As to how best to avoid this conflict, we encourage agencies to accommodate employees whenever possible by allowing recusal in those specific instances where the financial interest might be affected. However, if it is not possible to permit recusal without disqualification from matters so central or critical to the performance of assigned duties that the employee's ability to perform in his position would be materially impaired, or if recusal would adversely affect the efficient accomplishment of the agency's mission because of its frequency or the difficulty of reassigning responsibilities, then other resolutions must be explored. Reassignment of the employee may be another option, but that, too, may not always be feasible or may adversely affect efficient accomplishment of the agency's mission. Attachments to your letter noted that recusal was no longer practical in this case and that there was no position available for reassignment within the employee's component which would fully insulate him from the potential conflict with his financial interest in [the corporation].
An agency does have inherent authority to require employee divestiture of conflicting financial interests. See 5 C.F.R. § 735.204, which prohibits employees from holding financial interests that conflict substantially, or appear to conflict substantially, with Government duties and responsibilities. When divestiture is found to be reasonably necessary by the agency, an employee may, prior to divestiture, request that OGE issue a certificate of divestiture, which, if issued, will protect him from tax consequences by deferring recognition of capital gains. See 5 C.F.R. part 2634, subpart J [section 2634.1001].

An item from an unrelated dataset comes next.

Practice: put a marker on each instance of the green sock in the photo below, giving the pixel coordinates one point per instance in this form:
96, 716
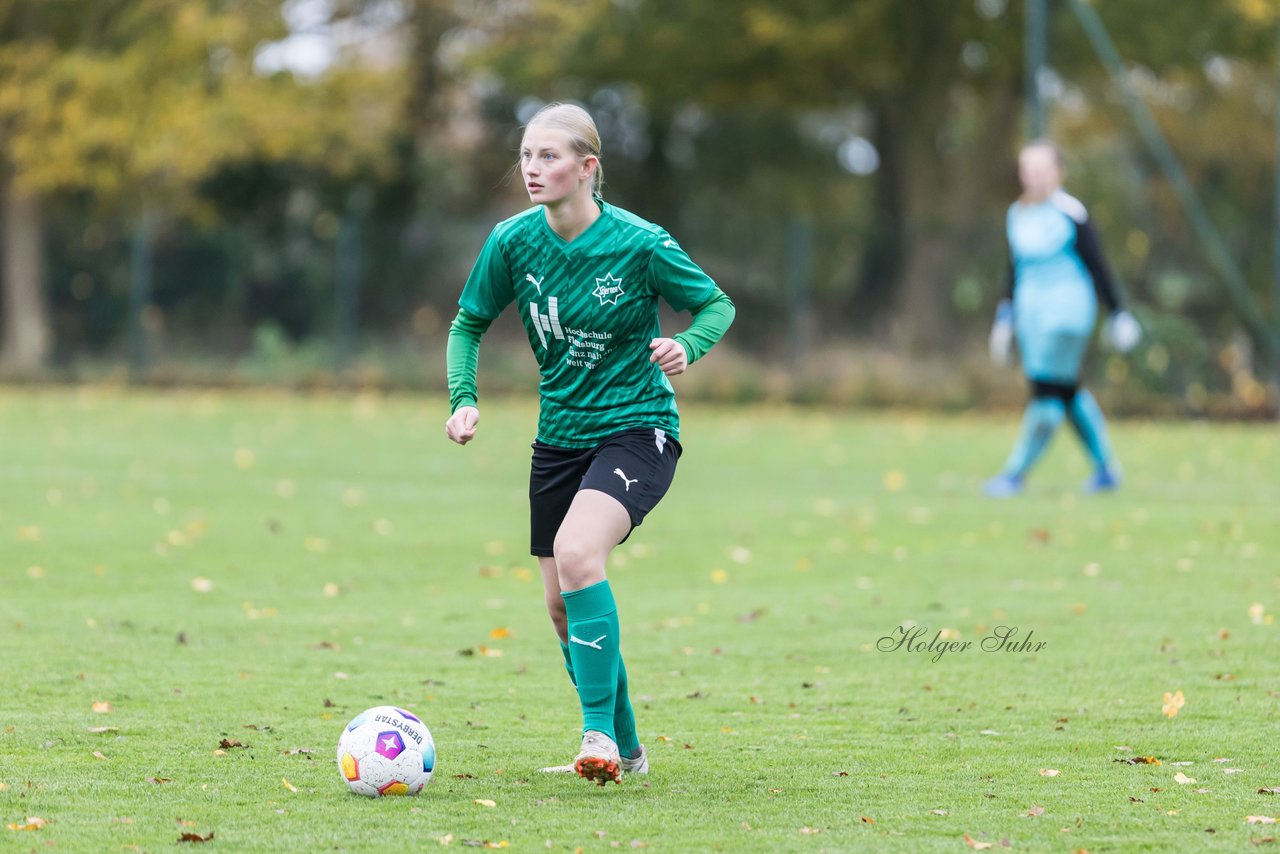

Another option is for the agency to consider granting a waiver under 18 U.S.C. § 208(b)(1), if it can conclude that under the circumstances the financial interest is not so substantial as to be deemed likely to affect the integrity of services expected from the employee. In reaching a decision that the interest is not so substantial, the agency should consider the nature and value of the financial interest, as well as the type and nature of services which the employee is required to perform. Those considerations should be judged objectively, and, therefore, the reputation of the individual employee is not a determinative factor, as you noted. The financial interest need not be of a de minimus value to be eligible for waiver, so ownership of stock worth $15,000 could be considered for possible waiver. What is required before granting a waiver is that the agency must conclude, after examining all the circumstances, that the interest meets the statutory test of insubstantiality noted above.
In this instance, it would not be an abuse of your statutory discretion, in our opinion, if you were to find that this stock interest does meet the insubstantiality test and, therefore, to grant a waiver under 18 U.S.C. § 208(b)(1). Of course, the standards of conduct concerns of Executive Order 12674 must also be considered before deciding to grant a conflict of interest waiver, such as the residual appearance of a conflict. However, our opinions have indicated that before-the-fact exposure which occurs through the waiver process can significantly dispel or eliminate any residual appearance concerns. Additionally, it is only those appearances of conflict which would be perceived by a reasonable person with knowledge of the relevant facts which should militate against granting an otherwise proper waiver under 18 U.S.C. § 208(b)(1).
Ultimately, we must defer to you and ethics officials at the [agency] in deciding whether, after examining all the facts in light of our comments, a waiver will be granted. If you still decline to grant a waiver and maintain that divestiture is reasonably necessary, then OGE will entertain a properly substantiated request for a certificate of divestiture to defer the recognition of any capital gains.